So Len Brown’s second term is not off to the flashest of starts. Good day on Saturday, Tuesday… not so good.
So the questions are simple. Does Len Brown’s affair affect his ability to be mayor? If you’d known about this last week, would it have affected your vote? Should he quit because of it? If he did, would he get reelected? Is this any of our business? There are many more questions but let’s deal with the basics.
This is a tawdry business, especially if you read the accounts supplied by the woman concerned. But in the interests of balance, the woman concerned is as bad as Len Brown, perhaps worse. Not only was she a willing participant, she then sold him up the river.

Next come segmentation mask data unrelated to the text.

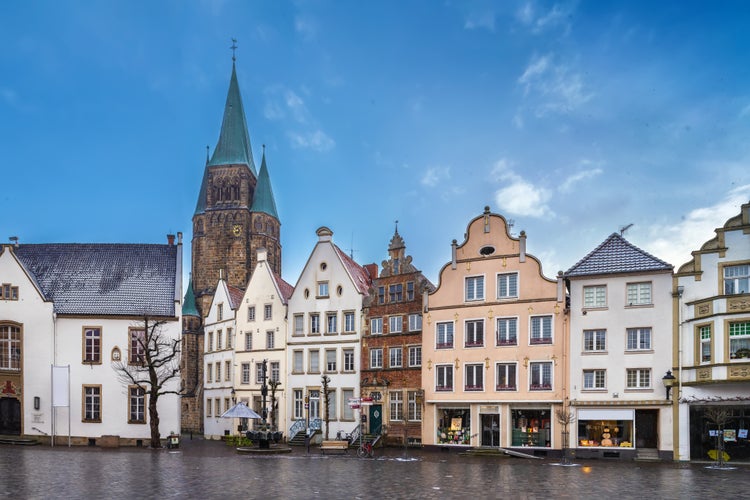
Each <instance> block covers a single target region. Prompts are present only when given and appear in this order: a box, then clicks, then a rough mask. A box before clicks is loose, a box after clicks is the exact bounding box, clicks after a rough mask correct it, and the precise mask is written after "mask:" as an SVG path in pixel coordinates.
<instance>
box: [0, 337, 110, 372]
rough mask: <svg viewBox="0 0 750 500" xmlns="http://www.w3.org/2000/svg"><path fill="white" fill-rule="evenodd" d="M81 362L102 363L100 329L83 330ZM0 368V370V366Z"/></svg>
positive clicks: (101, 346)
mask: <svg viewBox="0 0 750 500" xmlns="http://www.w3.org/2000/svg"><path fill="white" fill-rule="evenodd" d="M83 362H84V363H101V362H102V329H101V328H91V327H84V328H83ZM0 368H2V367H1V366H0Z"/></svg>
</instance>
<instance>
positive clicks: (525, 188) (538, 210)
mask: <svg viewBox="0 0 750 500" xmlns="http://www.w3.org/2000/svg"><path fill="white" fill-rule="evenodd" d="M491 175H492V176H493V177H494V178H495V180H496V181H498V182H500V183H503V184H504V185H503V187H502V188H500V189H498V190H497V191H495V203H496V204H497V206H498V207H500V208H501V209H502V211H503V212H505V213H510V214H514V215H526V216H529V217H544V216H545V215H553V214H552V211H551V210H550V208H549V206H548V205H547V202H548V201H549V199H550V192H549V190H547V189H545V188H544V187H541V186H535V185H534V184H532V183H531V182H529V181H527V180H526V179H524V178H523V177H521V176H520V175H518V174H517V173H516V172H515V171H513V169H512V168H511V165H510V162H509V161H508V160H506V159H501V160H499V161H498V162H497V163H496V164H495V166H494V167H493V169H492V171H491Z"/></svg>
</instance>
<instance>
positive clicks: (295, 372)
mask: <svg viewBox="0 0 750 500" xmlns="http://www.w3.org/2000/svg"><path fill="white" fill-rule="evenodd" d="M302 356H303V353H302V351H294V352H293V353H292V371H293V372H294V373H303V372H304V367H303V366H302Z"/></svg>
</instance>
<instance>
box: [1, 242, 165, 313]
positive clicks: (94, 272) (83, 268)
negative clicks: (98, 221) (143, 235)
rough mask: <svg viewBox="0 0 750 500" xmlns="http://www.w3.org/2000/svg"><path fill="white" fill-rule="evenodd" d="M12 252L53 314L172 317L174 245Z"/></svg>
mask: <svg viewBox="0 0 750 500" xmlns="http://www.w3.org/2000/svg"><path fill="white" fill-rule="evenodd" d="M14 252H15V254H16V256H17V257H18V259H19V261H21V263H23V265H24V266H25V267H26V269H27V270H28V271H29V272H30V273H31V274H32V275H33V277H34V279H35V280H36V282H37V283H38V285H39V288H40V289H41V291H42V293H43V294H44V296H45V298H46V299H47V300H51V301H53V302H54V309H55V312H56V313H58V314H84V315H96V316H143V315H152V316H165V317H174V316H175V314H176V312H175V296H174V295H175V279H176V277H177V246H175V245H156V244H112V243H110V244H96V243H51V244H24V245H19V246H18V248H15V249H14Z"/></svg>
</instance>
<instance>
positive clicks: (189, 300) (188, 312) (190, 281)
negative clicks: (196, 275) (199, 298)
mask: <svg viewBox="0 0 750 500" xmlns="http://www.w3.org/2000/svg"><path fill="white" fill-rule="evenodd" d="M182 315H183V316H198V317H200V314H199V313H198V308H197V307H196V306H195V295H194V294H193V278H192V276H191V277H190V282H189V283H188V290H187V292H185V299H184V300H183V301H182Z"/></svg>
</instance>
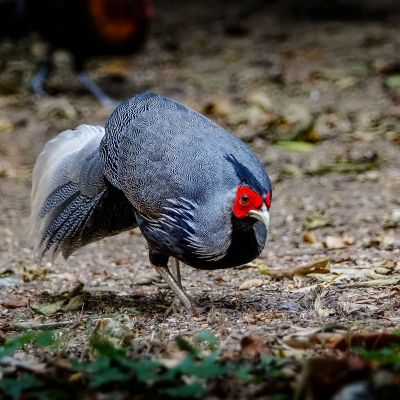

As to what happens out of this, recent experience appears to show us in such matters it depends who you are. In Anthony Weiner’s case in New York, it wrecked his career. There is a mayor in San Diego currently who’s checked himself into sex addiction courses. He remains in office but his future isn’t flash. But in contrast, Bill Clinton came through it if not unscathed. At the time, it certainly didn’t cost him his job and his reputation and legacy wasn’t dented in the slightest. Brown of course is no Clinton, but he’s fessed up which in the long run is going to help him.
Helping him also is the fact he’s never been a morals crusader. He didn’t run on a platform that involves morals. So in that sense you can’t call him a hypocrite.
I think we can also dismiss the fact that a lot of this business took place on council premises. The location is not the real issue, nor is whether it happened on so called “mayoral time”. There is no such thing as “mayoral time”. Mayors don’t clock on or off. If this swings your support or vote, it should do so no matter when or where it happened.
Which brings us to the big question - is this any of our business? Answer – no. Not if you believe it doesn’t affect his ability to do the job which I don’t think it does. Len is about trains and housing and livable cities. Who he’s bonking doesn’t change that.
You don’t have to like his behaviour, you don’t have to think well of him – he’s never asked you to do that. He’s asked you for support to allow him to enact a political agenda. So in that sense, nothing has changed.
What might hurt him are the jokes and the embarrassment and the loss of kudos as a result of the inevitable ridicule. One hopes when he eventually addresses this publicly, he doesn’t start slapping himself again.
But this in and of itself is not a death sentence. He’s a laughing stock and for that I feel dreadfully bad for his family who deserve none of this. But that’s his problem. Because of his actions, and it’s his to fix, but at the end of it all this is a personal catastrophe, not a political one.